HR 3258 Analysis – VA-SSP Review

This is another in a continuing series of blog postings about the recently introduced HR 3258, the Drinking Water System Security Act of 2009. This bill is designed to be a companion bill to HR 2868, the Chemical Facility Anti-Terrorism Act of 2009, extending chemical facility security rules to water treatment facilities. Previous postings in this series include: HR 3258 Section-by-Section Analysis HR 3258 Analysis – Political Background HR 3258 Analysis – 50 Enforcement Agencies HR 3258 Analysis – Substance of Concern HR 3258 Analysis – Vulnerability Assessments HR 3258 Analysis – IST Assessments I mentioned in an earlier blog that the EPA is likely to work with existing State enforcement authorities to manage this security program. One area of enforcement is reserved to the Administrator in this legislation; that is the review of the submitted vulnerability assessments and site security plans.
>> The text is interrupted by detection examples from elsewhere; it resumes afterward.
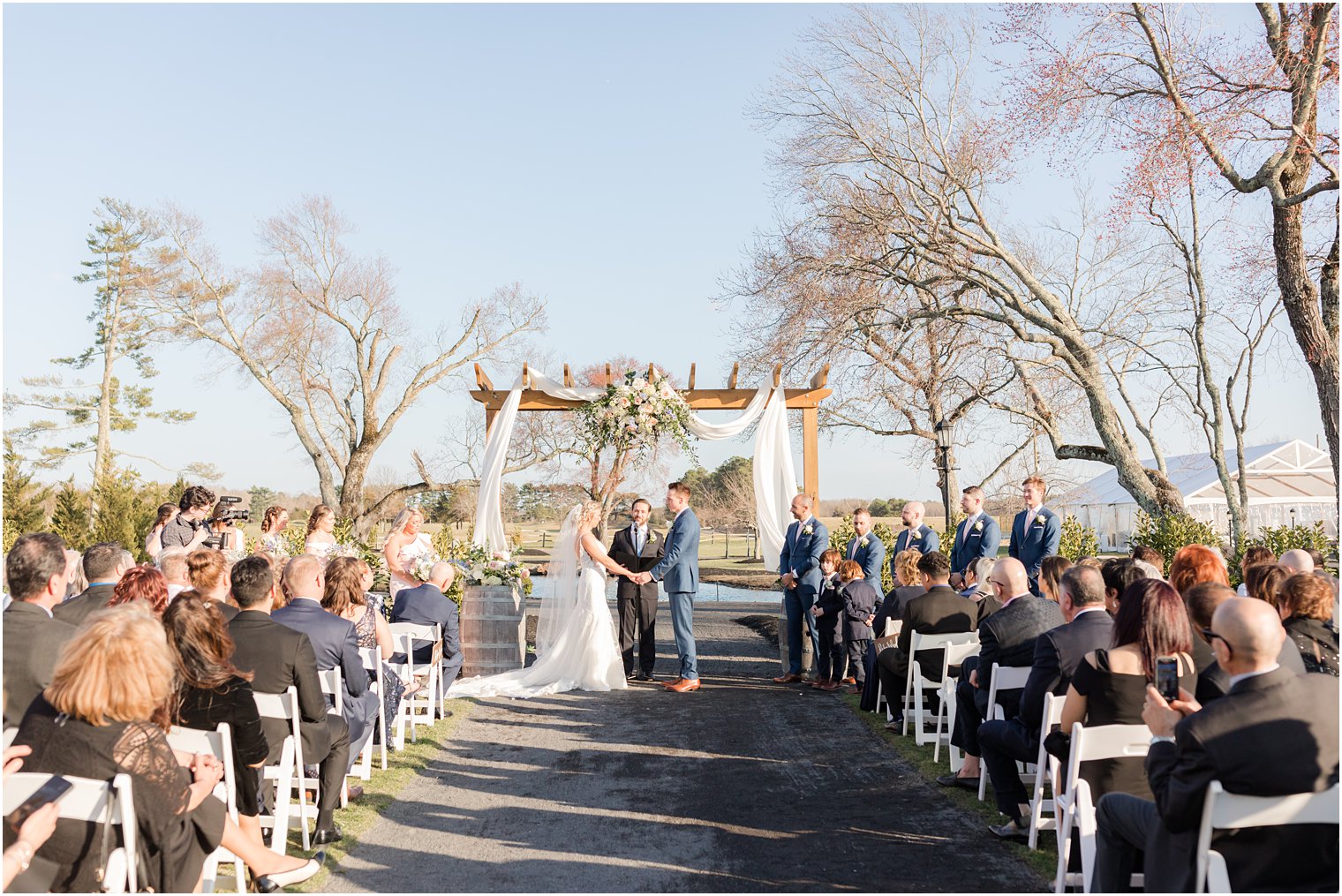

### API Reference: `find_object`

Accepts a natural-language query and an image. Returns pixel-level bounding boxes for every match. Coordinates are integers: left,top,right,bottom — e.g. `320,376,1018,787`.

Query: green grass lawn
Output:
841,694,1058,886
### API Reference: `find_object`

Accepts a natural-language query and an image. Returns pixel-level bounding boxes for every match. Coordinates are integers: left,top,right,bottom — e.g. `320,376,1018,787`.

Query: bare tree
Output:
147,197,545,537
762,7,1182,512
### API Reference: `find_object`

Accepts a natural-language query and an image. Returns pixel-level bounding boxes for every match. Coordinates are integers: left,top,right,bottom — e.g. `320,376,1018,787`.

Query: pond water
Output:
532,576,780,604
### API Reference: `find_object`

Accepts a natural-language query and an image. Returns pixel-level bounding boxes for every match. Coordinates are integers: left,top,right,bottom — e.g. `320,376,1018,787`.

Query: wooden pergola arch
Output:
471,364,833,499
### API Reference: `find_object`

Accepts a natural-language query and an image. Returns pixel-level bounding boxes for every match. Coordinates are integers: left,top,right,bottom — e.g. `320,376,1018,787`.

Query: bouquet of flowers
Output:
578,370,694,456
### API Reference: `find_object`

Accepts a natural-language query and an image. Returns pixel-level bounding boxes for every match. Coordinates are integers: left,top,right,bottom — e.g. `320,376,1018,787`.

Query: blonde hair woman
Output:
15,604,320,893
447,501,633,697
382,507,434,601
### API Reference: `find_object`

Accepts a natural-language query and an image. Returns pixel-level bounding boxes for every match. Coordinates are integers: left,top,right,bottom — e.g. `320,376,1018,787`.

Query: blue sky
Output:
3,4,1318,498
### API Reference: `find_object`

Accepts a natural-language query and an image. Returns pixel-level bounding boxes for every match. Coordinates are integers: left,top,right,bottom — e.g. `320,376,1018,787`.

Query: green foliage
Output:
1058,514,1099,562
1130,509,1221,563
829,514,895,594
3,439,51,553
51,478,93,551
1231,521,1337,584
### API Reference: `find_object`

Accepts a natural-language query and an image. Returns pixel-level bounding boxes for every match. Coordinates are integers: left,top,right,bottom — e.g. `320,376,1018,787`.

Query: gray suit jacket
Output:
0,601,75,725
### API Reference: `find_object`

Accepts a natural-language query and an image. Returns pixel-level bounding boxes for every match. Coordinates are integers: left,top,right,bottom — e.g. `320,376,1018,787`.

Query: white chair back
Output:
1193,780,1338,893
0,772,139,893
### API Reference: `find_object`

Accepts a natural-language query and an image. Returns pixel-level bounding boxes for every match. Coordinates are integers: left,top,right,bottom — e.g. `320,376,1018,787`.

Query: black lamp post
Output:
937,420,955,529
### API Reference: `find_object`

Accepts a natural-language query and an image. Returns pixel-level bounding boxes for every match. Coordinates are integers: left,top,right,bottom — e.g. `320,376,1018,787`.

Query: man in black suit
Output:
611,498,666,681
270,554,380,757
0,532,75,726
1092,597,1338,893
228,557,362,844
978,566,1114,840
937,557,1063,790
877,551,977,725
52,542,136,627
392,562,465,691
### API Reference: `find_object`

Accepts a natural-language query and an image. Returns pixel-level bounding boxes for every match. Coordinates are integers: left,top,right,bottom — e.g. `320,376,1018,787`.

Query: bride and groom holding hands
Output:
449,481,699,697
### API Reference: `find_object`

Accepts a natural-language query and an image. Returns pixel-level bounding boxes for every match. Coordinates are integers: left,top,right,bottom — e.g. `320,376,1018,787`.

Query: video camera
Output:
200,495,251,550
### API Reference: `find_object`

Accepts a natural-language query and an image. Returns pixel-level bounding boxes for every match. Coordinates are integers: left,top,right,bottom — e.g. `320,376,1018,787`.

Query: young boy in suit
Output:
810,547,844,691
836,561,880,694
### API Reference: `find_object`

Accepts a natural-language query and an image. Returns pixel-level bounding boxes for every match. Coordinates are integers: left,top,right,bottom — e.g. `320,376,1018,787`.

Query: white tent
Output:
1050,439,1338,550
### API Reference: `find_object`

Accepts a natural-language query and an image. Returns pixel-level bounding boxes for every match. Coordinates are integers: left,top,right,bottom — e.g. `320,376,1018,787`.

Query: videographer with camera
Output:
160,486,251,551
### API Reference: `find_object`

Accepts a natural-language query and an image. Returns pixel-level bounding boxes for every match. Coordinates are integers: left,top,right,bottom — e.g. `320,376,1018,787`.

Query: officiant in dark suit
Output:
611,498,666,681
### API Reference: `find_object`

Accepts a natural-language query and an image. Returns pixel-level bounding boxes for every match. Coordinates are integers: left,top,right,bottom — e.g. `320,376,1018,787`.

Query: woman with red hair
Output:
108,566,168,615
1169,545,1231,594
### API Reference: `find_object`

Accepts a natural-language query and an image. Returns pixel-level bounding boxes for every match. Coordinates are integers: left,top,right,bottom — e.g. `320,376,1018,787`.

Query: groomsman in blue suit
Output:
843,507,886,591
774,495,829,684
950,486,1002,588
890,501,941,576
1006,476,1063,596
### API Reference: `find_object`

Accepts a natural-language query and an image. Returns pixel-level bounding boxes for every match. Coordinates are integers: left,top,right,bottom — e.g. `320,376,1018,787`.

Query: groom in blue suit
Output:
633,481,699,694
843,507,886,591
774,495,829,684
1006,476,1063,596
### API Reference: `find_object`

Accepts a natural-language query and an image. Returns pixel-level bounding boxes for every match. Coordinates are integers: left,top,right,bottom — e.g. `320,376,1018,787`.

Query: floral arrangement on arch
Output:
578,369,694,455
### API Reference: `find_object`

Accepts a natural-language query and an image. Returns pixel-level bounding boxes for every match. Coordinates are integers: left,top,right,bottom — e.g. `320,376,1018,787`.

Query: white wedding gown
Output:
447,525,630,697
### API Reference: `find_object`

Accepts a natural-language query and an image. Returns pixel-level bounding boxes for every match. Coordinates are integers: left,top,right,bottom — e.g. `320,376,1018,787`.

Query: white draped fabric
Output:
474,372,797,571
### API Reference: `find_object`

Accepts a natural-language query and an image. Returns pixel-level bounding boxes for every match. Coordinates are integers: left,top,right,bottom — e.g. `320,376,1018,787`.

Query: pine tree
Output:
51,478,93,551
0,439,51,553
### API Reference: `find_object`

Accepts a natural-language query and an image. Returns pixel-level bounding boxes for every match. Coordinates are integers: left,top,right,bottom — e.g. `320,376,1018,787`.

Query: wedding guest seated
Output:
978,565,1114,840
1099,557,1149,615
1278,547,1314,576
1038,554,1072,604
108,566,168,615
392,562,464,691
871,548,927,637
186,547,237,620
15,602,320,893
155,547,191,601
0,532,75,725
834,561,880,694
270,554,379,757
810,547,837,691
1234,545,1277,597
937,557,1063,790
1131,545,1165,578
228,557,351,844
1091,597,1338,893
145,504,177,560
322,557,418,743
162,594,270,845
1048,578,1197,800
877,551,978,728
1278,573,1338,679
1243,563,1290,606
54,542,136,625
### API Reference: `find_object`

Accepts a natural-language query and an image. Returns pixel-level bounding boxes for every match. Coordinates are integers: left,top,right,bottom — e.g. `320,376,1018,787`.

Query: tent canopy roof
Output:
1058,439,1337,507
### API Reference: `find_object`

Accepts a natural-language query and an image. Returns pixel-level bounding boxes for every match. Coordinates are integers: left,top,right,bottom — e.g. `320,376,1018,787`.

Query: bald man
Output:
1091,597,1338,893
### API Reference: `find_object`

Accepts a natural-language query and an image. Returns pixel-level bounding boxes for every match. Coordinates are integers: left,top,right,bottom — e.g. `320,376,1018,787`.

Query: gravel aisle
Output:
328,604,1042,892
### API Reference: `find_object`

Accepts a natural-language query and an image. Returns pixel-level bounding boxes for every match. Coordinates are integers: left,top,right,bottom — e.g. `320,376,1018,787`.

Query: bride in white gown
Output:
447,501,632,697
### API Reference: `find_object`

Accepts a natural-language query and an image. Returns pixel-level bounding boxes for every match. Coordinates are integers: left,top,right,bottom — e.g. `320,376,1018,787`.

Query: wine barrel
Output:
779,606,816,674
462,584,526,679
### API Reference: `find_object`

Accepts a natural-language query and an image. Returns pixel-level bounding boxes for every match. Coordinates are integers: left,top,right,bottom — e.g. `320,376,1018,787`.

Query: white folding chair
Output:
978,663,1037,802
168,721,251,893
901,632,978,743
390,622,443,741
253,685,307,855
1029,694,1067,849
1053,721,1151,893
3,772,139,893
931,641,978,772
1193,780,1338,893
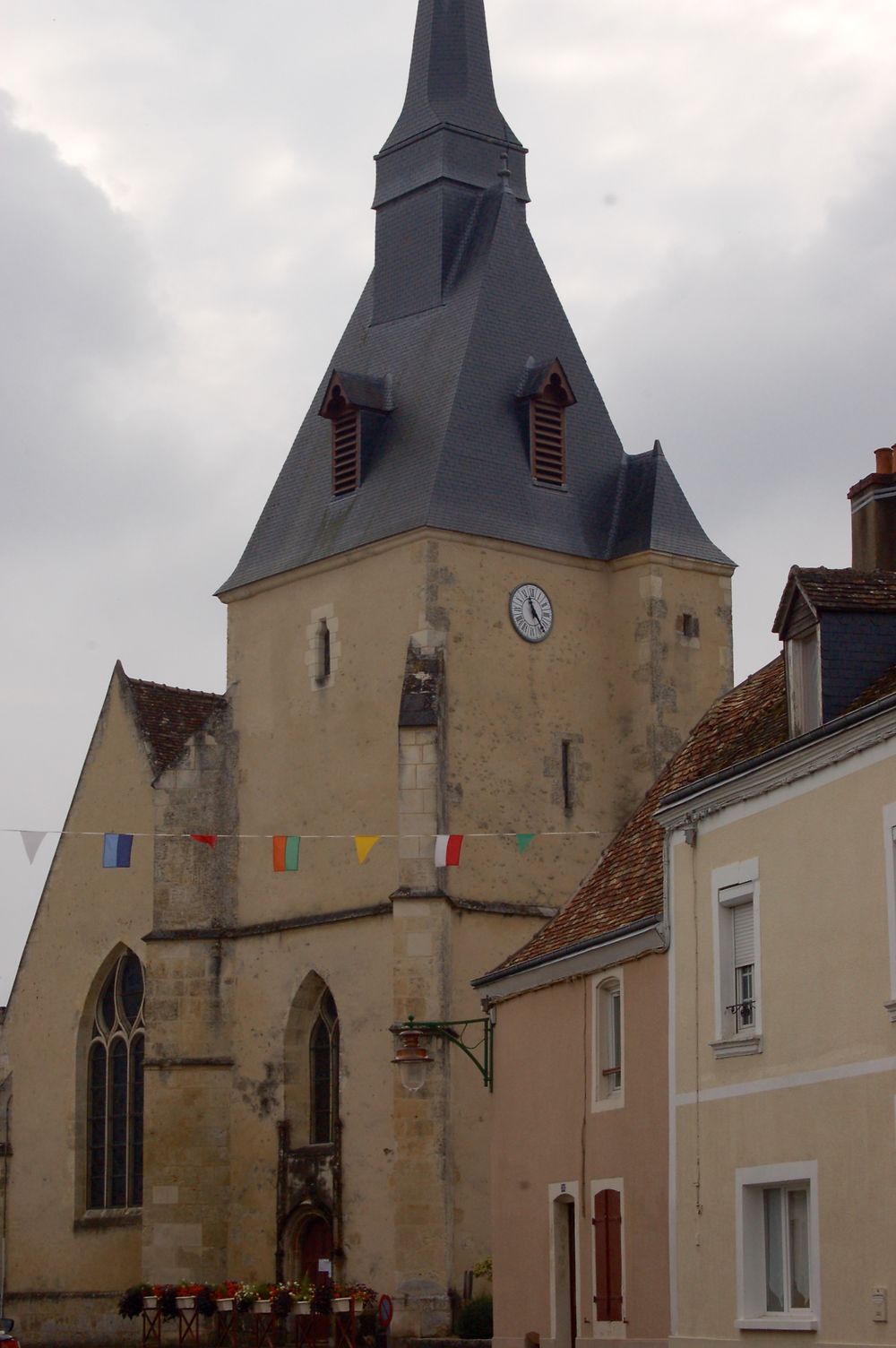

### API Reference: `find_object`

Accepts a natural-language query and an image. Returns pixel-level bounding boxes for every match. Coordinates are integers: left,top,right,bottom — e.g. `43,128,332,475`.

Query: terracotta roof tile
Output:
772,566,896,632
124,674,227,773
493,656,788,973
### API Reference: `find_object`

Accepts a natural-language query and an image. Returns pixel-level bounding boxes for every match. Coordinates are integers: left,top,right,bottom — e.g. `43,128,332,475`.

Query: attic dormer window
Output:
326,385,361,496
520,360,575,487
318,369,392,496
784,626,822,735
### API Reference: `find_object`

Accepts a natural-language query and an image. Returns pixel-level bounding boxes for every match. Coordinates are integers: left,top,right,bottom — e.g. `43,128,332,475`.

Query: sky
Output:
0,0,896,1006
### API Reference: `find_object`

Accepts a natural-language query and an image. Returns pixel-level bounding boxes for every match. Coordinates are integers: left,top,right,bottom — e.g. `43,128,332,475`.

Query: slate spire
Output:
374,0,528,322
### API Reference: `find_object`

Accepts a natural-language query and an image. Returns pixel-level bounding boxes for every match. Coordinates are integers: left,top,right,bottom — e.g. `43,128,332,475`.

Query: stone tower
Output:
135,0,732,1333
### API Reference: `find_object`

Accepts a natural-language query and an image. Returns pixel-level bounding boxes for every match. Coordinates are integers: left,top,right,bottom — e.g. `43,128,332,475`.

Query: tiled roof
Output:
772,566,896,632
477,656,788,982
124,674,227,773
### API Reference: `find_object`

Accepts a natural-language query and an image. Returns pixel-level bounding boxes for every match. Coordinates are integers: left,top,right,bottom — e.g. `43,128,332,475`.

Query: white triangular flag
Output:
21,829,47,864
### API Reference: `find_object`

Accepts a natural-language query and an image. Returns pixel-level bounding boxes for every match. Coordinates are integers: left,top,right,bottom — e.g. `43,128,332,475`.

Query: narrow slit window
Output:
318,618,332,684
561,740,573,814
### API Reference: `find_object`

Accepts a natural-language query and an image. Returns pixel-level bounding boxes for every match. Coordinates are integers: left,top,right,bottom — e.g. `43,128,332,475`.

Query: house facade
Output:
659,452,896,1344
0,0,732,1344
476,450,896,1348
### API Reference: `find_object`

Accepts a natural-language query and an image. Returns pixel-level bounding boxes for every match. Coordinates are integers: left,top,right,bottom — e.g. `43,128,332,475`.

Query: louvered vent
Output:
332,407,361,496
530,395,566,487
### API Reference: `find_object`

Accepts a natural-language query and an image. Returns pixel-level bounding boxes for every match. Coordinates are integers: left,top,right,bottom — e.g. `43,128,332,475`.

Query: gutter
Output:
0,1073,13,1319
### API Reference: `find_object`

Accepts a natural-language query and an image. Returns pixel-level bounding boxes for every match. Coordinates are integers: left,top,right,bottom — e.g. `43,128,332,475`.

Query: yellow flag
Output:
354,833,383,866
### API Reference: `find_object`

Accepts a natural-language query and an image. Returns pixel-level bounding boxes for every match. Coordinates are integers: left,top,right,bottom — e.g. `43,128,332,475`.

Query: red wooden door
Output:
594,1189,623,1319
297,1217,332,1286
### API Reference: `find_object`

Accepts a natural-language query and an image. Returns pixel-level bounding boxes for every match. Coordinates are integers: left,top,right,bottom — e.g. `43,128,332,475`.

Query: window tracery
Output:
88,950,145,1209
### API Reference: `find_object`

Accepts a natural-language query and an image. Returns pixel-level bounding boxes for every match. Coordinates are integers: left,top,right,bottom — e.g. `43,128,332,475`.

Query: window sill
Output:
591,1091,625,1116
710,1034,762,1059
72,1208,142,1231
735,1311,818,1332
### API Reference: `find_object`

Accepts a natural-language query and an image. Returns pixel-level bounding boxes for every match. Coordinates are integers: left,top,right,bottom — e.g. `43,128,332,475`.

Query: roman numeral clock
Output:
511,581,554,642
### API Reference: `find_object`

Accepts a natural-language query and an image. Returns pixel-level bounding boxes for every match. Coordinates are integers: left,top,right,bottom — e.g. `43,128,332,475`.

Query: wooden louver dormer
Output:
318,369,390,496
321,376,361,496
520,360,575,487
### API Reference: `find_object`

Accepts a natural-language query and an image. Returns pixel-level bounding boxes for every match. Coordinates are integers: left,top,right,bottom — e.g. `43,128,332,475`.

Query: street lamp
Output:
392,1009,495,1092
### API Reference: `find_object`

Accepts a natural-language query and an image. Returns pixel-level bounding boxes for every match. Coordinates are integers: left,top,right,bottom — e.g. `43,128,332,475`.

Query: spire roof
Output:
374,0,528,209
219,0,732,594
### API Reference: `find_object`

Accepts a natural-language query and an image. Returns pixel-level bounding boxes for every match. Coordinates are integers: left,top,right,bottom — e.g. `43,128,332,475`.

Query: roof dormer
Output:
318,369,391,496
519,360,575,487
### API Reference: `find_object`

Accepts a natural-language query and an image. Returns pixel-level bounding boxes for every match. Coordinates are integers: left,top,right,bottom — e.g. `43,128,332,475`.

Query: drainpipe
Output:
0,1077,13,1319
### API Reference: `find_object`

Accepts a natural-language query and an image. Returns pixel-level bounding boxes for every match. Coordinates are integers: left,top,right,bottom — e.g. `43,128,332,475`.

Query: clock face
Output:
511,583,554,642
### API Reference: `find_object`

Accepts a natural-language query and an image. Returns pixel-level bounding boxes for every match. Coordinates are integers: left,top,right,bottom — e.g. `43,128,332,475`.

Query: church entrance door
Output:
295,1214,332,1286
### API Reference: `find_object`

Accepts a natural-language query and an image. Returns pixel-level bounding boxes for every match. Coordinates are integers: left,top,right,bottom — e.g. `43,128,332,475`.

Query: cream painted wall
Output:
4,674,152,1341
229,534,730,927
674,740,896,1344
492,955,668,1348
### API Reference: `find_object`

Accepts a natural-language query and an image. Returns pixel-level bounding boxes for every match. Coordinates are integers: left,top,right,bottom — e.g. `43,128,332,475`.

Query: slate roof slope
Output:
772,566,896,632
476,656,788,985
121,670,227,776
219,0,732,594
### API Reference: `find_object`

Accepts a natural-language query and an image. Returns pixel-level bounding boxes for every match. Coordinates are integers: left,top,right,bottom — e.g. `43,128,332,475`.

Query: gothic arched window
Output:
308,988,340,1142
88,952,144,1208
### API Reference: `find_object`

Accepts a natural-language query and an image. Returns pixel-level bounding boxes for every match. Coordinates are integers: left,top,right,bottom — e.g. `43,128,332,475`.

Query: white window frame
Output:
784,626,822,735
711,858,762,1059
588,1177,628,1338
547,1180,582,1343
591,969,625,1113
735,1161,821,1330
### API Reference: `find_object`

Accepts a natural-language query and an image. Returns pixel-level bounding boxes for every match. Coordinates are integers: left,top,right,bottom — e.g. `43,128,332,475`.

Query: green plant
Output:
457,1297,492,1338
118,1282,152,1319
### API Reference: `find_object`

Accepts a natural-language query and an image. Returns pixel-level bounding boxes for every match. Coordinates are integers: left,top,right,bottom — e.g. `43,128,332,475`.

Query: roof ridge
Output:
121,669,227,701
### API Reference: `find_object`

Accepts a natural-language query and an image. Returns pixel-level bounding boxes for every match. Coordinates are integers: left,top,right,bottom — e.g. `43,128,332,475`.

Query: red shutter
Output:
594,1189,623,1319
332,407,361,496
530,396,566,487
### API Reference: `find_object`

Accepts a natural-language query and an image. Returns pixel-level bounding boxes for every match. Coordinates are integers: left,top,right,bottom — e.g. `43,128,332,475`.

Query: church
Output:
0,0,733,1344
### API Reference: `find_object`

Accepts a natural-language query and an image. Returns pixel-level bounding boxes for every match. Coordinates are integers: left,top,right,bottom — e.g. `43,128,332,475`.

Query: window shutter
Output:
594,1189,623,1321
733,903,756,969
530,396,566,487
332,407,361,496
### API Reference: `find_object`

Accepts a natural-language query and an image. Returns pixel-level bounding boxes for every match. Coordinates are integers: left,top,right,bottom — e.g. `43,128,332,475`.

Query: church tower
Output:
142,0,733,1335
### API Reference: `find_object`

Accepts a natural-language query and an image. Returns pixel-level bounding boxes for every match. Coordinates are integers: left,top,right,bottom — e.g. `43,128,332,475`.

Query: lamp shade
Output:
392,1024,433,1093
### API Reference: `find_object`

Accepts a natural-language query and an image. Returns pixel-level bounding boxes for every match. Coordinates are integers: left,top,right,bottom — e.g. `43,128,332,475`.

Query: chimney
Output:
848,445,896,572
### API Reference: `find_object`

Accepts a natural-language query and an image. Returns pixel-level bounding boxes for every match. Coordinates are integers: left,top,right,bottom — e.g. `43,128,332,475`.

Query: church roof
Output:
121,670,227,775
219,0,732,593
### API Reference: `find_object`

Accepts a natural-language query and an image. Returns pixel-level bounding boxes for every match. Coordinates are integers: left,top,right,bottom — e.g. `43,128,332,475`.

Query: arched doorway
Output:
289,1212,332,1284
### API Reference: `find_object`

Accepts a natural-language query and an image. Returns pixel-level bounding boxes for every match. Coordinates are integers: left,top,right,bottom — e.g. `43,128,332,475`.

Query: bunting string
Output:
6,827,599,874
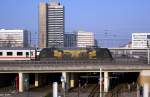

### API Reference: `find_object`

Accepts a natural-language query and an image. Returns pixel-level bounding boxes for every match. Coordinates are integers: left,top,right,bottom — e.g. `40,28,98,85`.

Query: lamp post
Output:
147,40,150,64
78,80,81,97
99,68,102,97
61,76,66,97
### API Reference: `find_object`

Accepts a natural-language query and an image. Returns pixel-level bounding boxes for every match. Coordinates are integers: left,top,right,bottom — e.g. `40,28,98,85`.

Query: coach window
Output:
0,52,3,56
17,52,23,56
7,52,12,56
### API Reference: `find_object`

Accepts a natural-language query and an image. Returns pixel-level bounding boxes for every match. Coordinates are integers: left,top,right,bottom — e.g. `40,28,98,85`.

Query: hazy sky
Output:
0,0,150,46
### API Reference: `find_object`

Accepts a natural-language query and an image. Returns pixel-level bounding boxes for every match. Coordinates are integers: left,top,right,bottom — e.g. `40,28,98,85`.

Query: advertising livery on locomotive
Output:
0,48,113,61
39,48,113,60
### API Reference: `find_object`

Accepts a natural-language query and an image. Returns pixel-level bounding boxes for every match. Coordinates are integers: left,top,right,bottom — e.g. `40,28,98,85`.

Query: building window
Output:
0,52,3,56
7,52,12,56
17,52,23,56
26,52,29,57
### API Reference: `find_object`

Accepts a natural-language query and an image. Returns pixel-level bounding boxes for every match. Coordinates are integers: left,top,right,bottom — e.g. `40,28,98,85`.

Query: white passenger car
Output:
0,48,36,60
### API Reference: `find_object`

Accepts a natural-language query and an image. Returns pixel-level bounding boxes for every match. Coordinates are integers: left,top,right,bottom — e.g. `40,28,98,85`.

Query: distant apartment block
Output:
64,33,76,48
132,33,150,48
39,2,64,48
0,29,28,47
75,31,95,48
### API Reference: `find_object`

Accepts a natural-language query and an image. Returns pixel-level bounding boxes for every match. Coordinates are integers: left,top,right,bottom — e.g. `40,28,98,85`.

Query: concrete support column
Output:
19,72,24,92
104,72,109,92
35,73,39,87
138,70,150,97
70,73,75,88
61,72,67,89
19,72,29,92
62,72,69,90
143,83,149,97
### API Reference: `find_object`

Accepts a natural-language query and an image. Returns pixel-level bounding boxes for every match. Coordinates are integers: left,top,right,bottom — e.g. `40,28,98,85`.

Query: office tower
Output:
64,33,76,48
0,29,29,47
132,33,150,48
39,2,64,48
75,31,95,48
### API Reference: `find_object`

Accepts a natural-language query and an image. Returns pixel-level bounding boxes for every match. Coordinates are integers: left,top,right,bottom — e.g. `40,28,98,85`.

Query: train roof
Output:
0,47,36,50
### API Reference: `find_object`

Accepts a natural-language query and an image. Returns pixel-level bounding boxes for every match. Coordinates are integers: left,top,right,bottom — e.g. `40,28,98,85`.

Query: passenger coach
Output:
0,48,36,61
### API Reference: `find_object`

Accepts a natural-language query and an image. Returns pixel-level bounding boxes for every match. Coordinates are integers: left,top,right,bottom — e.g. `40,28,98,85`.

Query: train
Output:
0,47,113,61
39,48,113,60
0,48,37,61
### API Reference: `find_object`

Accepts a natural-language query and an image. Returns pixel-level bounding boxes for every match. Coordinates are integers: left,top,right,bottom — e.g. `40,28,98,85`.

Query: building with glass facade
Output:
75,31,95,48
132,33,150,48
0,29,29,47
39,2,64,48
64,33,76,48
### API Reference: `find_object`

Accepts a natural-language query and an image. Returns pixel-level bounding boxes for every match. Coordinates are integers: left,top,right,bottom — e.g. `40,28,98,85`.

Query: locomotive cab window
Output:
0,52,3,56
17,52,23,56
7,52,13,56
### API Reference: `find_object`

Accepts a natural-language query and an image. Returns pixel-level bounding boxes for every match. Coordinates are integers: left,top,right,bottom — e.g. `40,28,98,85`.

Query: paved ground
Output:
0,86,51,97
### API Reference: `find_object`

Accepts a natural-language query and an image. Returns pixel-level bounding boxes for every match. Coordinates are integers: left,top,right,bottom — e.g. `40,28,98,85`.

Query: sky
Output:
0,0,150,46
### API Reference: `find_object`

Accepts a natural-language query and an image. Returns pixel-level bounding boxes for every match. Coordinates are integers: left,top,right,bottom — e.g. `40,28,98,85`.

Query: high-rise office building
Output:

Section 1433(h) specifies that VA and SSP submissions must be made to the Administrator who will review them and either approve them or require the facility to correct ‘significant deficiencies’. Administrator Review of VA and SSP Even where the legislation provides the Administrator with specific responsibility for enforcement, it still requires this determination to be made “in consultation, as appropriate, with the State exercising primary enforcement responsibility for such system, if any” {§1433(h)(2)}. Once again, this is in keeping with the EPA process for oversight of water treatment systems, so it is not surprising that the Energy and Commerce Committee drafters of this legislation would include such language. Significant deficiencies are determined by finding that a:

Vulnerability assessment does not comply with the requirements of §1433(a)(1); Site security plan does not address the vulnerabilities found during the VA; or Site security plan does not meet all of the appropriate risk-based performance standards (RBPS) required in §1433(b).

No Submission to State or Local Governments Even thought the State enforcement agency is required to be consulted on the determination of deficiencies, the legislation is quite specific in noting that facilities are not required to provide copies of the VA or SSP to State or local agencies. Section 1433(h)(3) states that:

“No covered water system shall be required under State, local, or tribal law to provide a vulnerability assessment or site security plan described in this section to any State, regional, local, or tribal governmental entity solely by reason of the requirement set forth in paragraph (1) that the system submit such an assessment and plan to the Administrator.”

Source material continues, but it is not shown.